Some of the more common special issues include dissipated assets, the retirement of debt and real estate valuation.

Dissipated assets

The assumption on dissipated assets is where the taxpayer has unnecessarily spent monies received on the sale of assets that could have otherwise been used in the satisfaction of your tax debt.  For example, let’s say you sold a piece of property and used the proceeds in the payment of tuition for the education of your child. You may consider the use of the money to be of greater importance than the satisfaction of tax debt you may owe. Similarly, you may be of the incorrect assumption that if you spend your available cash, there would be nothing available to the IRS and you would not have to pay.

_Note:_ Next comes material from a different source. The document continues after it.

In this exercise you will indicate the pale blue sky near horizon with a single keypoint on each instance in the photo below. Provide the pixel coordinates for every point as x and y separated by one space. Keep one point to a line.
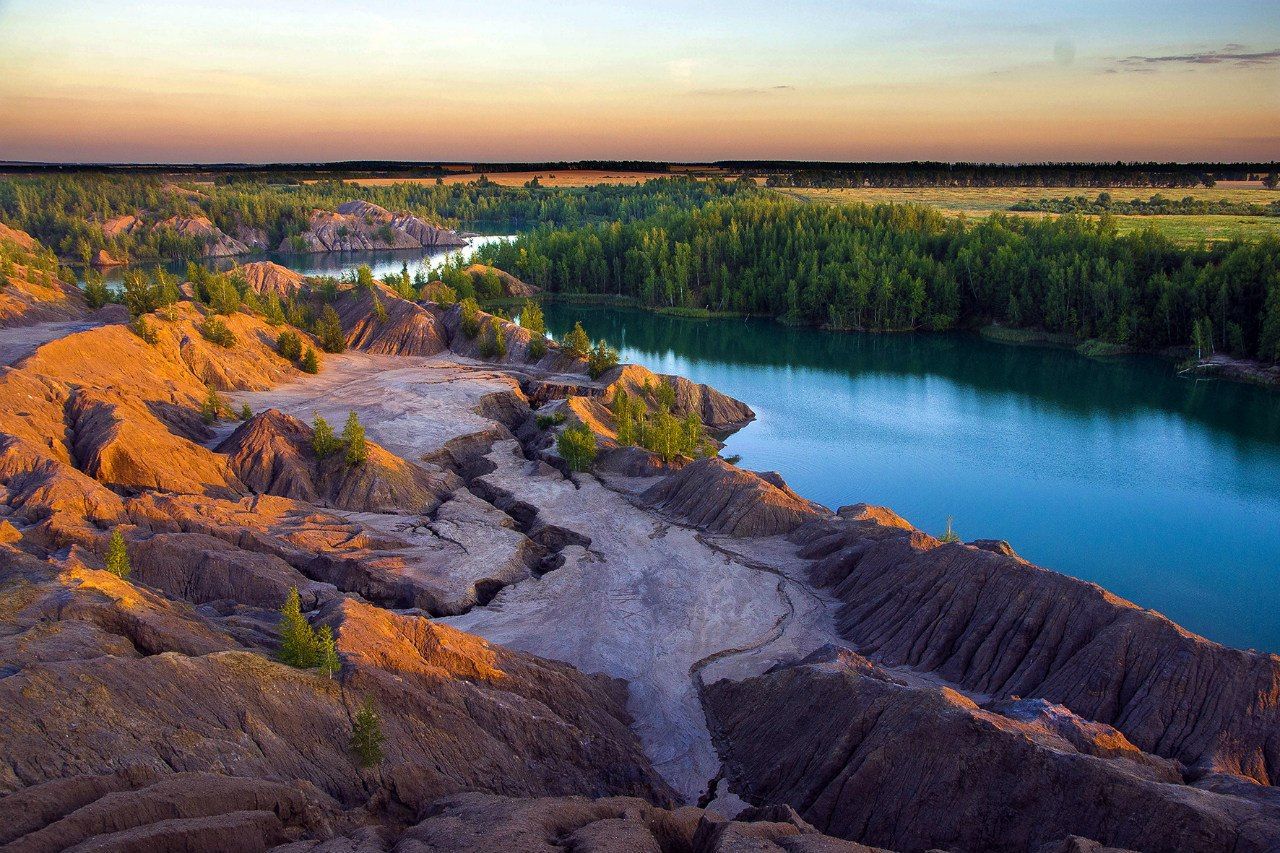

Unfortunately, this is often not the case. In such cases, where the IRS can assert that you’ve unnecessarily spent or somehow squandered the money, the IRS will treat the proceeds as if the asset sale had never existed and the assets are currently available in evaluating the collection potential, or what you have available in the satisfaction of your tax debt to the IRS.

Retired Debt

Retired debt is where the taxpayer uses monies on the payment of other liabilities rather than the payment of tax debt.  For example, where a taxpayer who uses proceeds to pay off a car loan rather than pay the tax debt, the IRS will view this the payment of the debt as if the car loan and proceeds were still available in evaluation the collection potential, or what you have available to satisfy your tax debt.

Valuation of Real Estate

Taxpayers will often be asked by the IRS to take an equity loan from real estate holdings, including their residence, to make money available to satisfy outstanding tax debt. This is a method by which the IRS can shift the debt burden to other third parties, such as banks, for tax debt you may owe, where the IRS believes you have sufficient equity in your home, or other real estate, necessary to pay your taxes.

Other Issues

There are many other complex issues to be equally considered in structuring an acceptable or successful offer-in-compromise. For this and other reasons, it is recommended that you obtain professional representation by a skilled, experienced professional who can assist you in reviewing your options and structuring agreements that meet the qualifications you will need and have a high likelihood of acceptance.